I also like that they talk about analyzing potential projects from the TOC perspective of how the project will impact the constraint of the overall system. There might be a project portfolio constraint - the resource that limits the ability of the portfolio to flow more and more projects. And there will be a constraint at the business system level - these are not always the same thing. When they are the same resource, care must be taken in deciding on projects: will the operational needs of the finished project reduce or increase the demand on the system constraint? Are projects that require significant capacity from such a resource the best projects to run? If it is unavoidable that the constraint must also be on projects, there are a few strategies: make sure those resources in particular are focused (no multitasking!); make sure all other resources do what they can to support the constraint; and finally, if necessary, develop more of that constraint resource (training, hiring, etc).
So once you have selected the right projects, the focus becomes on ensuring they complete quickly and reliably. The more of the right projects that finish, the more value the portfolio will deliver to the organization. The focus here is has to be on ensuring projects are released to take advantage of the capacity of the constraint of the whole portfolio of projects: don't release more work than the resource can safely handle. Don't force your most precious resource into the situation where they are forced to switch from project to project to project without finishing the work of the moment. (This doesn't mean that they should have only one project - they should have only one TASK at a time.)
The authors describe a series of changes in planning and execution of projects that will create more and more benefit to the flow of work. In the conversation, they suggest an original portfolio that finishes just three projects in 17 weeks could be rethought into finishing sixteen projects in those same 17 weeks. People familiar with CCPM will find the discussion quite familiar: staggered release based on the constraint; reduce multitasking; elimination of internal task promise dates (change to finish as quickly as possible). There are also ideas in the Agile community that can help speed the throughput of projects.
Not only do they use familiar CCPM methods, but they also suggest bringing in the idea of Value Stream Analysis to the project design: particularly for information technology projects, it is often the case that the IT organization is asked to automate an existing business process. Rather than strictly automate it, a VSA would suggest places where the process could be improved to eliminate or reduce the number of steps. Not only does this make the business process better, but the resulting technical component is often simpler and much more in alignment with the needs of the business. And the project can be faster.
Finally, many of these concepts have to do with planning. Execution is just as critical. CCPM project execution techniques and tools help people focus on the key work required to bring projects in on time. In addition, one of the authors of the book, Wolfram Muller, also wrote Taming the Flow, which talks a lot about how to turn these ideas into "ultimate Scrum" to maximize the flow in software development.
And it is in execution where the third objective comes into play: reliable project completion. Again, from CCPM comes the idea of project buffers and using buffer status as a primary mechanism for providing status and focus. There are also scope buffers (backlog management) and budget buffers to help direct money to the places that need it.
And these buffers and the resulting information help at another level.
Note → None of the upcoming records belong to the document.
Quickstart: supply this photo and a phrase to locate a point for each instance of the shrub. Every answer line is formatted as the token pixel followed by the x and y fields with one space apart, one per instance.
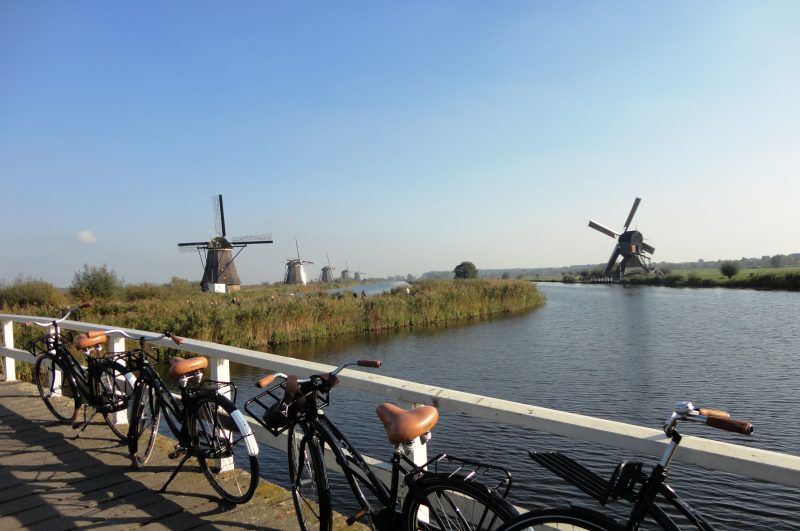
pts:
pixel 30 292
pixel 95 282
pixel 465 270
pixel 729 269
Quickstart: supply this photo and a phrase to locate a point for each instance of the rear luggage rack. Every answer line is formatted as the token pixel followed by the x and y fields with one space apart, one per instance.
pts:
pixel 625 476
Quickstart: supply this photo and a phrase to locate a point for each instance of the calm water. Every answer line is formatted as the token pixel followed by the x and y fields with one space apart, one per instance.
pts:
pixel 620 353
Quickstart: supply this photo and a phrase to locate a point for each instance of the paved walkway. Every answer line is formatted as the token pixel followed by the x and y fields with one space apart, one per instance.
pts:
pixel 49 480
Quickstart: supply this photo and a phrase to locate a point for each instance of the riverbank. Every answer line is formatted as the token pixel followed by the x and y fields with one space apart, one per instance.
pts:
pixel 259 318
pixel 771 280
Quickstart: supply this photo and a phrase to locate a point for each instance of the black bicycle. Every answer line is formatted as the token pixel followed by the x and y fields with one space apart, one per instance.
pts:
pixel 204 421
pixel 103 385
pixel 434 499
pixel 646 493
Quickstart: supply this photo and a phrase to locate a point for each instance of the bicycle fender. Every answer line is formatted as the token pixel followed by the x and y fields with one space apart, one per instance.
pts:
pixel 246 431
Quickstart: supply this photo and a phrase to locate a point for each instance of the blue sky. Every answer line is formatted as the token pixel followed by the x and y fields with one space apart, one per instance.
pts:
pixel 397 137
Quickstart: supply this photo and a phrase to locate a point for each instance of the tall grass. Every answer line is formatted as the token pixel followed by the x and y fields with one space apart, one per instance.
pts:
pixel 258 318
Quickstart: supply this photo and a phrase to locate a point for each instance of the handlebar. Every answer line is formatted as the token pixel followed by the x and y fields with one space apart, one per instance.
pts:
pixel 714 418
pixel 270 378
pixel 176 339
pixel 55 322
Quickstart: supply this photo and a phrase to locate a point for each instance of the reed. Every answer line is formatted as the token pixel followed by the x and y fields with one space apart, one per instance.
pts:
pixel 267 315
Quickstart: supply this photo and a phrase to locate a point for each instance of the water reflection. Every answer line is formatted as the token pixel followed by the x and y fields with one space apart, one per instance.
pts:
pixel 621 353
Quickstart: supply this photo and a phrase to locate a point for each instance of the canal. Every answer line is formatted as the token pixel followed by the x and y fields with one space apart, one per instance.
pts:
pixel 615 352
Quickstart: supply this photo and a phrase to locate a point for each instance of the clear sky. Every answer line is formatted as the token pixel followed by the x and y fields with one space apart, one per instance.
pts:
pixel 399 137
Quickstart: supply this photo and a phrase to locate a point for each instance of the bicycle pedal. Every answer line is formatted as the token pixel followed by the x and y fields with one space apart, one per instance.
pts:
pixel 177 452
pixel 356 517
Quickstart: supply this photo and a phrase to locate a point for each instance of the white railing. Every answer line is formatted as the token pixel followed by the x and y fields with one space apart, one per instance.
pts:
pixel 765 465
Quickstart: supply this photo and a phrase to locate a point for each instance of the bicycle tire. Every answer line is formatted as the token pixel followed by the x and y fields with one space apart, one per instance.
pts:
pixel 563 518
pixel 143 423
pixel 453 503
pixel 59 393
pixel 113 392
pixel 308 480
pixel 219 439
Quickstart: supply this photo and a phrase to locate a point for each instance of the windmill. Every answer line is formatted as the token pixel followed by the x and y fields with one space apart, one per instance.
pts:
pixel 327 272
pixel 219 269
pixel 630 245
pixel 295 274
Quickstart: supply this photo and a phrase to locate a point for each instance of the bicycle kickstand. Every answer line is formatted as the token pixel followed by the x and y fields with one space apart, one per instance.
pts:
pixel 186 457
pixel 87 419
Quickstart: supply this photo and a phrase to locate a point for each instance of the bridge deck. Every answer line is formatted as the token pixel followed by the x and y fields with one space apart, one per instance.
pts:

Collecting information over time as to what most often causes significant buffer consumption is a great way to look for longer-term improvement opportunities.
The book isn't going to answer all the questions on how to make this happen, but it is a great introduction to the concepts and gives a good starting path. I particularly like that it shifts the conversation away from project management - implications on managing projects. In a portfolio, it is just as important to be flowing the right work in the right way for overall success.
Finally, they have a nice analogy in talking about "local efficiencies" and task-level promises. They extend the familiar (to me) idea of a project as a relay race. Everyone wants to do their best in the environment they are in. But what does that mean for the leg that the individual runner is on?
No runners are asked to commit to a specific time or speed - and if you did ask them, they would likely look at you like you're nuts, because all athletes know that performance will vary from one race to the next.
Just like in knowledge work. And most project work is knowledge work these days.